In beginner terms: start with standard GPU (10 GB VRAM) (interactive10/prod10), move to large GPU (40 GB VRAM) (prod40) or full GPU (80 GB VRAM) (prod80) if your model does not fit.

The scheduler applies partition defaults for GPU type, task count and CPU count, so beginner commands can stay short.

Basic workflow

1) Quick Python test in current shell (CPU only, resource-limited)

You can run Python directly after login for quick checks:

python3 -c "import sys; print(sys.version)"
python3 my_script.py

This login environment is resource-limited by policy. Use it only for small tests and setup tasks.

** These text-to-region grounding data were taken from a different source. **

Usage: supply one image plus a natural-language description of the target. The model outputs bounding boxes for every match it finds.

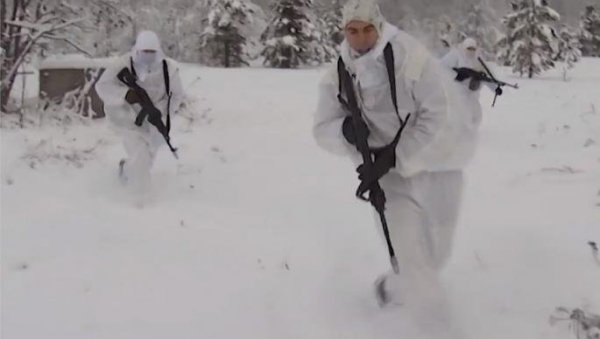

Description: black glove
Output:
[355,143,397,197]
[495,87,503,96]
[359,144,396,181]
[372,144,397,174]
[453,68,468,82]
[342,116,369,146]
[454,67,487,82]
[145,106,162,126]
[469,78,482,91]
[135,105,162,128]
[125,89,141,104]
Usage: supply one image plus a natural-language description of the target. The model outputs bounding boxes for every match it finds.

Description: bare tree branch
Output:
[44,34,92,56]
[2,17,88,89]
[4,17,87,32]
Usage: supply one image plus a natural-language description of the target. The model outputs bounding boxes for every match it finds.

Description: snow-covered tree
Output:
[201,0,256,67]
[163,8,185,58]
[320,0,344,51]
[130,0,209,62]
[74,0,134,57]
[437,15,460,55]
[260,0,329,68]
[457,0,501,60]
[497,0,561,78]
[555,24,582,80]
[311,15,337,63]
[0,0,92,112]
[398,16,459,57]
[579,5,600,57]
[135,2,182,58]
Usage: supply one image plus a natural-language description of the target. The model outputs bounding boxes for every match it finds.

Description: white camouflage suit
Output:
[96,31,184,195]
[313,1,478,338]
[441,37,499,125]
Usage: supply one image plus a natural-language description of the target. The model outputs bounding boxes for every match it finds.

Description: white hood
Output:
[131,30,165,81]
[341,0,385,33]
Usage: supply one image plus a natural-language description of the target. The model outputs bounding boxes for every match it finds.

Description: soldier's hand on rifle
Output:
[454,67,475,82]
[495,87,503,96]
[143,106,162,126]
[469,79,482,91]
[454,67,487,82]
[125,89,141,104]
[135,105,163,129]
[342,116,369,146]
[356,143,397,199]
[373,144,396,173]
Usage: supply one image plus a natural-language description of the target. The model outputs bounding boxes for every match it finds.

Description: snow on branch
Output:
[1,17,88,89]
[4,17,88,34]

2) Create and use a virtual environment

python3 -m venv venv
source venv/bin/activate
pip install --upgrade pip
pip install numpy torch

Then run Python as usual:

python train.py

3) Open an interactive GPU session for debugging

srun -p interactive10 --time=01:00:00 --pty bash

Inside that shell, activate your virtual environment and run tests:

source venv/bin/activate
python train.py

4) Launch production jobs with sbatch

Recommended workflow (start with prod10):

cd ~/my_project
cp ~/slurm-prod10.sbatch ./job.sbatch
nano job.sbatch
sbatch job.sbatch

For reference, a minimal one-line submit also works:

sbatch -p prod10 --time=04:00:00 --wrap="bash -lc 'source venv/bin/activate && python train.py'"

slurm-prod10.sbatch is a basic template installed for users from /etc/skel. If your account predates this change, copy it manually once:

cp /etc/skel/slurm-prod10.sbatch ~/

Basic Slurm commands

sinfo                        # list partitions and node states
squeue -u $USER              # list your jobs
scontrol show job <jobid>    # inspect one job
scancel <jobid>              # cancel one job
sacct -j <jobid>             # job accounting/history

Notes

  • interactive10 accepts interactive jobs (srun).
  • prod10, prod40, prod80 are batch-oriented and should be used with sbatch.
  • For exact technical policy (GRES mapping, defaults, limits, quality of service), see Advanced partitions.
  • For the current physical/logical GPU split on this DGX, see GPU and MIG layout.